Your race is like a tick that will gorge itself until it bursts. Bemused, I watch you scurry along my skin, moaning you are bringing an end to me.
I would laugh if it were not so pathetic. You are merely bringing an end to yourselves. I count the moments. You make my scalp itch.
You think you know what life is. Sad. Do you know what life is for you?
A firefly's flicker in the night, the breath of a buffalo in winter, a cloud shadow that races across the green grass to lose itself in the blood-red of the sunset.
Do not try to understand me.
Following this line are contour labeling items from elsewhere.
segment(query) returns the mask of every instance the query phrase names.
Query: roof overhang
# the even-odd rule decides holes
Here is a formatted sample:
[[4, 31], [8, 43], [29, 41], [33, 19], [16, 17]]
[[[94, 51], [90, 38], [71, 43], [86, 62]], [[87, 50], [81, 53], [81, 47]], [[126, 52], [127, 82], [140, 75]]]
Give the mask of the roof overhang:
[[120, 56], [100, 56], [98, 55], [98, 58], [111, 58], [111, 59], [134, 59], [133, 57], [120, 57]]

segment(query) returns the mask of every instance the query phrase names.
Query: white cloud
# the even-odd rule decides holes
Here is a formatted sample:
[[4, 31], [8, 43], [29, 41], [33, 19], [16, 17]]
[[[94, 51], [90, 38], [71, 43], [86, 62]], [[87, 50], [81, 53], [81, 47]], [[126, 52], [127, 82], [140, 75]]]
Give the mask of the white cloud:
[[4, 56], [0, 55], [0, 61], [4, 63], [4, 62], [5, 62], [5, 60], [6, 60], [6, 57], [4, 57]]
I look, not only down upon you, but out across the vast glittering sea of eternal night.
The color of my thoughts are the Northern Lights and the reach of them is from horizon to horizon and unto the vastness of the stars.
The electro-magnetic field of my body gave birth to my consciousness long before there were human hands to chisel stone into mute, blind idols or to brush your world in paint on cave walls.
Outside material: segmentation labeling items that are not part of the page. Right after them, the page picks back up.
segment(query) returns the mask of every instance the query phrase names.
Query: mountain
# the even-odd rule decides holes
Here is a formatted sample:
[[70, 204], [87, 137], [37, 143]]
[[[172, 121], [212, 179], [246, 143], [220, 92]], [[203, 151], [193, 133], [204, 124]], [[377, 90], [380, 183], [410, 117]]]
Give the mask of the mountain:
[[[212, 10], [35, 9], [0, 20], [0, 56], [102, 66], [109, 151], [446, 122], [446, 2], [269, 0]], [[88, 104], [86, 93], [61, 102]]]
Your only true contribution to me was your language.
Before you crafted words into being, my consciousness was unfocused. I listened with wonder as you spoke to one another, slowly piecing the concept of language together in my thoughts. Through the prism of your languages, my awareness crystalized.
I became aware.
Now, I know a haunted melancholy.
Like a windmill's blades, my thoughts dip into my memories. In misty after-images, I see your fleeting lives walking soft like prayers across my green fields only to fade into the inflamed oblivion of the sunset.
My son, Elu, will survive. Hibbs, the bear with two shadows, I have spirited safely away into a sister dimension.
But Samuel, my sad-eyed, adopted son, will soon die I think. Not at the hands of his life-long enemy, DayStar. But by the two-edged sword of his love for his wife, Meilori.
And that trickster scamp, Victor Standish, he, too, will die. I will miss him, for he, also, will be "consumed" by his love for the unnatural creature called Alice.
You are wondering why I am talking to you?
You are close to my heart as well, for all of you craft with words. So I have come to say seven words to you :
"Goodbye. Die well.
I will miss you."
***
http://tessasblurb.blogspot.com/2010/08/theyre-people-too-blogfest.html
Some call me Turquoise Woman.
Others call me Gaia.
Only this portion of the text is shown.